LE RAGIONI DELLA DELUSIONE DEI MERCATI FINAZIARI

Questo è probabile sia ciò che sta accadendo in queste ore nei mercati finanziari dopo che le banche centrali sembrano aver fallito nell’interpretare correttamente i tempi che stiamo vivendo, nell’interpretazione dell’evoluzione del cambiamento di paradigma in atto, reagendo alle tendenze di mercato alla vecchia maniera, e per questo motivo restando puntualmente indietro, fino a perdere di autorevolezza.

Questo è probabilmente ciò che sta accadendo (delusione) sui mercati finanziari all’indomani della mancanza di indicazioni fortemente decisive da parte della Federal Reserve Bank of America sulla propria capacità di fornire ai mercati indicazioni sufficientemente rassicuranti. Mentre appare sempre più evidente che la tendenza del mercato a generare le condizioni per tassi di interesse progressivamente sempre più bassi (se non addirittura negativi) prosegue oramai da un decennio e non sembra potersi fermare presto.

IL RIBASSO DEI TASSI DI INTERESSE È DESTINATO A PERDURARE

È possibile che in seguito qualcuno dimostrerà che il mercato si sbagliava. Che non è possibile che la tendenza in corso vada avanti indefinitamente e che presto l’evoluzione tecnologica farà tornare a crescere i tassi d’interesse in funzione di una domanda di capitali che supererà l’offerta. Ma al momento non è ancora questo il caso e nessuno L mondo appare così autorevole da riuscire a contrapporsi alla tendenza in atto. Dunque risulta esercizio inutile la perscrutazione dell’orizzonte degli eventi da parte delle banche centrali in attesa che ritornino le condizioni per un rialzo del tassi di interesse. L’attuale tendenza al ribasso sembra infatti destinata a perdurare: vediamone i perché.


I tassi d’interesse sono per loro natura il prezzo che deriva dalla contrapposizione tra domanda e offerta di capitali. Le banche centrali non riuscirebbero a contrastare le tendenze di fondo delle oscillazioni che ne derivano nemmeno se si impuntassero fino a smettere di fornire al sistema l’incremento di base monetaria di cui esso ha necessità. Contrastarne l’esigenza significherebbe soltanto generare un danno al sistema economico globale stesso, che poi finirebbe per trovare altri percorsi per generare nuova massa monetaria, magari attraverso la diffusione di criptovalute e dei nuovi sistemi di pagamento digitali, aggirando sempre di più le banche, che possono controllare soltanto quelli tradizionali.

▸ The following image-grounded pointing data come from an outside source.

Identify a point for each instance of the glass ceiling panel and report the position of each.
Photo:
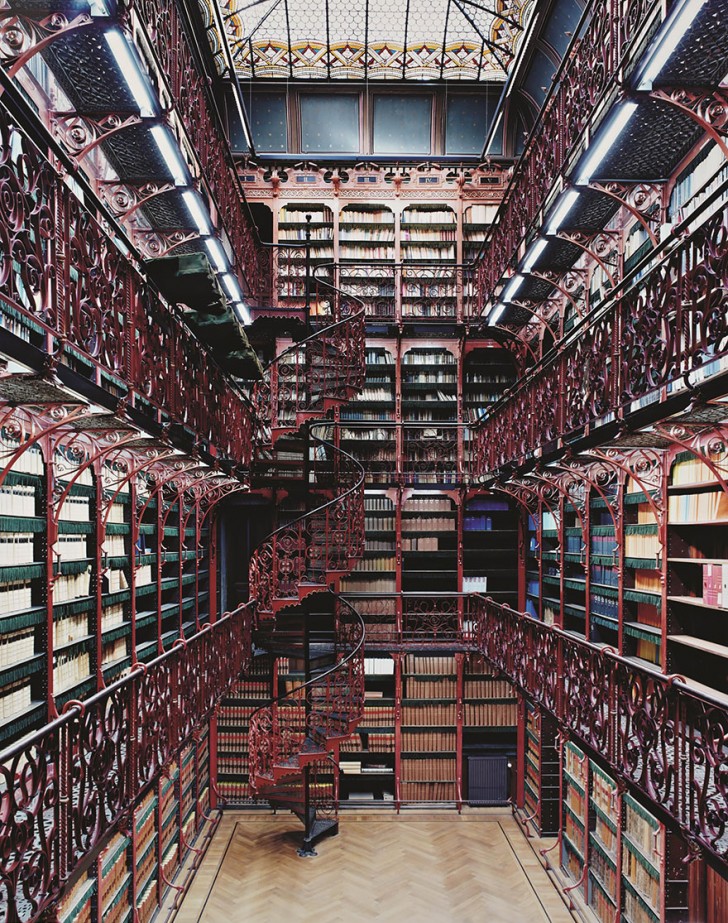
(367, 39)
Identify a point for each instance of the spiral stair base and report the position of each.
(295, 740)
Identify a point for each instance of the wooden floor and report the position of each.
(419, 867)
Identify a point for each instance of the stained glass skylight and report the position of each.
(366, 39)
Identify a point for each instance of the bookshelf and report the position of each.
(697, 573)
(603, 880)
(490, 525)
(292, 229)
(366, 234)
(573, 812)
(428, 757)
(429, 543)
(477, 219)
(246, 696)
(487, 372)
(367, 760)
(429, 385)
(605, 564)
(377, 400)
(642, 593)
(574, 562)
(541, 770)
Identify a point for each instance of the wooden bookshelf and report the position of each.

I MODELLI ECONOMICI DEL PASSATO NON APPAIONO PIÙ IDONEI

E se il sistema economico globale è in grado di dotarsi -in un modo o nell’altro- di una più ampia base monetaria riuscendo ad aggirare il sistema bancario, non è detto che l’allocazione di quei capitali in eccesso sul mercato possa poi però trovare ancora sufficiente riscontro nella domanda di capitali da parte degli operatori economici. Ecco che in tal caso i tassi di interesse tendono ad andare sotto lo zero anche perché la digitalizzazione dell’economia sembra avere la caratteristica di essere per sua natura deflazionistica. Cioè mano mano che l’economia digitale si diffonde, che genera e moltiplica ricchezze, al tempo stesso comprime costi e margini della produzione di beni e servizi, e dunque ne riduce i prezzi, riuscendo a moltiplicarne l’offerta.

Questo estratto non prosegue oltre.